## A semiclassical perspective to study quantum interacting particles

### Rémy Dubertrand (Université de Liège, Belgique)

Quantum chaos have had a great success to describe various types of one-particle quantum systems in the semiclassical regime (e.g. large quantum numbers). I will describe how these techniques can be used to describe quantum systems of interacting particles. For example I contributed to look at Bose Hubbard model and justify why the spectral statistics agrees with RMT for a certain regime of the ratio between onsite interaction and hopping energies. I will discuss in a more general framework how fruitful a semiclassical approach can be to study such systems of interacting particles.

## Effect of crowding and hydrodynamic interactions on the dynamics of fluctuating systems

### Pierre Illien (EC2M laboratory, ESPCI Paris)

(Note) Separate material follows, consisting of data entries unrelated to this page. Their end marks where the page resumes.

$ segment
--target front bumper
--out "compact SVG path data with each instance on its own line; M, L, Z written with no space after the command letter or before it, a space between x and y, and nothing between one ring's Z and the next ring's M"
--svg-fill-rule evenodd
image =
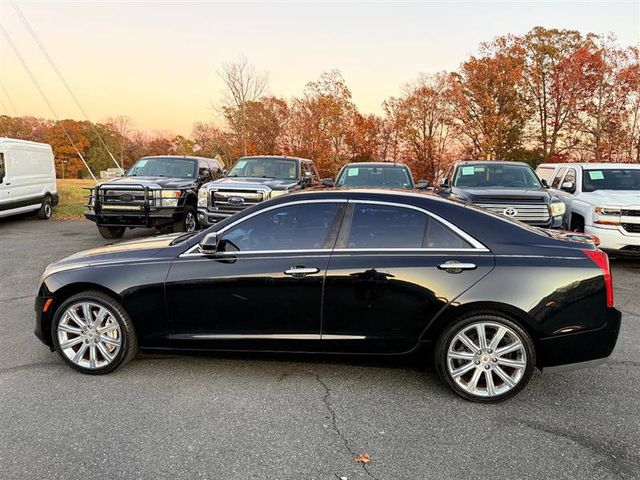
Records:
M49 297L38 295L35 302L36 310L36 326L33 331L38 340L44 343L49 349L53 350L53 342L51 341L51 318L50 315L44 313L44 303Z
M147 212L144 211L101 211L89 210L84 216L95 222L99 227L144 227L158 228L184 219L184 209L159 208Z
M238 212L212 211L208 208L198 208L198 223L202 226L210 227L236 213Z
M616 346L621 318L619 310L608 308L607 322L600 328L541 338L537 348L538 366L579 366L582 362L608 357Z
M640 255L640 234L629 233L617 228L601 228L586 225L584 232L600 239L600 248L613 253Z

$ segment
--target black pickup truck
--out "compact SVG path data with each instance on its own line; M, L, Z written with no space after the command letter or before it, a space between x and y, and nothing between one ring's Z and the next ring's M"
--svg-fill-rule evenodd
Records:
M198 228L198 190L223 173L212 158L144 157L124 176L91 188L84 215L104 238L136 227L190 232Z
M263 200L318 185L318 170L307 158L242 157L223 178L200 189L198 221L213 225Z
M522 162L458 162L437 192L537 227L560 227L565 212L565 204Z

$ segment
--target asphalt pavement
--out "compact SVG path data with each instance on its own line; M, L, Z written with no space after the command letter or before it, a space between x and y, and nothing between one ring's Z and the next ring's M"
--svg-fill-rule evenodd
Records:
M86 221L0 220L2 479L640 478L640 261L613 262L606 365L478 405L416 359L149 355L76 373L33 335L33 299L49 262L104 243Z

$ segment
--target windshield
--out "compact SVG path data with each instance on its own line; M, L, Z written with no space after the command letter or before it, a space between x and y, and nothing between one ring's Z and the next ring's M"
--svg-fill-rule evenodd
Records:
M127 177L196 178L196 162L185 158L141 158L127 170Z
M227 177L275 178L278 180L297 180L298 162L282 158L241 158Z
M603 168L582 172L582 191L640 190L640 168Z
M461 165L453 179L454 187L467 188L540 188L540 180L528 165Z
M336 181L336 186L413 188L413 182L406 167L358 165L343 168Z

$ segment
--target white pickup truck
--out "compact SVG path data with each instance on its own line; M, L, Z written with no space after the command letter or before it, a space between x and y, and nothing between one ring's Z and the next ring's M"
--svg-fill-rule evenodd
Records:
M567 206L565 229L595 235L610 253L640 255L640 164L543 163L536 173Z

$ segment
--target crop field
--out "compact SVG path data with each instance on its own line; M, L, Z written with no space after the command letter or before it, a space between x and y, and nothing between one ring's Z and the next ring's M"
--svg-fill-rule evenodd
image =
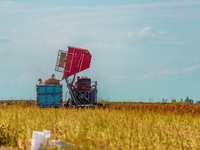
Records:
M67 109L0 101L0 149L29 150L33 131L46 129L51 140L83 150L196 150L199 126L197 104L103 103L102 108Z

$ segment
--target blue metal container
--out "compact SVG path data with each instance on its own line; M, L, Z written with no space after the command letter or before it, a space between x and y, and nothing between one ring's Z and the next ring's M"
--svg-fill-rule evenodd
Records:
M41 107L62 106L62 84L36 85L37 105Z

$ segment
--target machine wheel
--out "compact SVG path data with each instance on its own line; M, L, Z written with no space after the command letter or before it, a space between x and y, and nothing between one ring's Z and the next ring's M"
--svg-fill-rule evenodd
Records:
M74 108L74 106L75 106L75 103L69 98L67 100L67 103L65 104L65 107Z

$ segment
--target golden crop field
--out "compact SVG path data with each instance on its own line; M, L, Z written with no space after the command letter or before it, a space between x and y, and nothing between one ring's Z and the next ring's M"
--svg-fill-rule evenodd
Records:
M149 106L110 104L77 110L0 104L0 146L29 150L33 131L46 129L51 140L80 145L83 150L200 149L196 106Z

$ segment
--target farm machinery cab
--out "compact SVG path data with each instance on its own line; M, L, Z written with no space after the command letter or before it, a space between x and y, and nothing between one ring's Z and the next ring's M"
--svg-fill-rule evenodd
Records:
M97 105L97 81L77 73L90 67L92 55L87 49L68 47L68 51L59 50L55 70L63 72L70 98L66 107L94 107ZM72 76L71 79L69 77Z

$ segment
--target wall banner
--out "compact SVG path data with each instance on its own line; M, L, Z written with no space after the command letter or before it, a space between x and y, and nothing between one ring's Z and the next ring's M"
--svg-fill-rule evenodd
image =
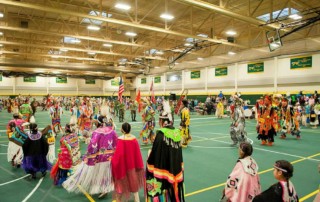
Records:
M141 84L146 84L147 83L147 78L141 78Z
M312 67L312 56L290 58L290 69L304 69Z
M154 77L154 83L161 83L161 76Z
M190 78L191 79L200 79L200 70L199 71L192 71L190 72Z
M216 76L227 76L228 75L228 67L216 67L215 68Z
M248 64L248 73L261 73L264 72L264 63L257 62L257 63L249 63Z
M67 77L56 77L56 83L68 83Z
M37 77L35 77L35 76L23 77L23 82L36 83Z

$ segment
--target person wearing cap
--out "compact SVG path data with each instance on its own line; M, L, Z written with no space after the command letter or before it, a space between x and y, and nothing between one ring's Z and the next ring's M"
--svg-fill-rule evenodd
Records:
M26 98L24 103L20 106L19 112L22 115L22 119L26 122L29 122L30 116L33 114L33 112L28 98Z
M190 135L190 111L188 108L188 101L182 100L183 107L181 109L181 122L180 130L182 137L182 147L187 147L189 142L192 140Z
M184 202L184 169L179 129L172 125L171 109L163 101L160 129L147 159L146 202Z
M80 116L78 118L79 130L86 144L89 142L89 139L90 139L91 125L92 125L91 119L93 115L92 104L89 99L90 99L89 97L83 98L83 103L80 106L80 110L79 110Z
M130 100L129 108L130 108L130 112L131 112L131 120L136 121L137 109L138 109L137 103L133 100Z
M64 135L60 139L58 160L50 173L54 185L61 185L68 178L71 168L81 162L80 157L78 135L73 125L66 124Z
M51 169L51 164L47 161L49 144L45 136L38 131L38 125L31 123L30 131L27 132L28 138L22 145L23 162L22 168L27 174L30 174L32 179L36 179L36 173L41 172L42 177Z
M290 178L293 176L292 164L286 160L278 160L273 168L273 176L278 182L254 197L253 202L298 202L299 197L293 183L290 181Z
M265 95L263 105L259 107L258 118L258 139L261 140L261 144L268 144L272 146L274 143L274 136L277 134L274 128L276 120L276 112L272 107L271 95Z
M68 192L79 193L80 189L89 194L100 194L99 198L114 190L111 173L111 158L118 142L117 133L108 126L105 116L98 117L97 129L93 131L87 152L78 169L62 186Z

Describing the interactions of a fluctuating object with its environment is an ubiquitous problem of statistical physics. I will first focus on the dynamics of a driven particle in a host medium which hinders its motion through crowding interactions. Going beyond the usual effective descriptions of the environment of the active tracer, we propose a lattice model which takes explicitly into account the correlations between the dynamics of the tracer and the response of the bath and for which we determine analytically exact and approximate solutions, that reveal intrinsically nonlinear and nonequilibrium properties.

I will then present recent results that reveal how the diffusivity of enzymes can be enhanced when they are catalytically active. In order to identify the physical mechanisms at stake in this phenomenon, we perform measurements on the endothermic and relatively slow enzyme aldolase. We propose a new physical paradigm, which reveals that the diffusion coefficient of a model enzyme hydrodynamically coupled to its environment increases significantly when undergoing changes in conformational fluctuations in a substrate concentration dependent manner, and is independent of the overall turnover rate of the underlying enzymatic reaction.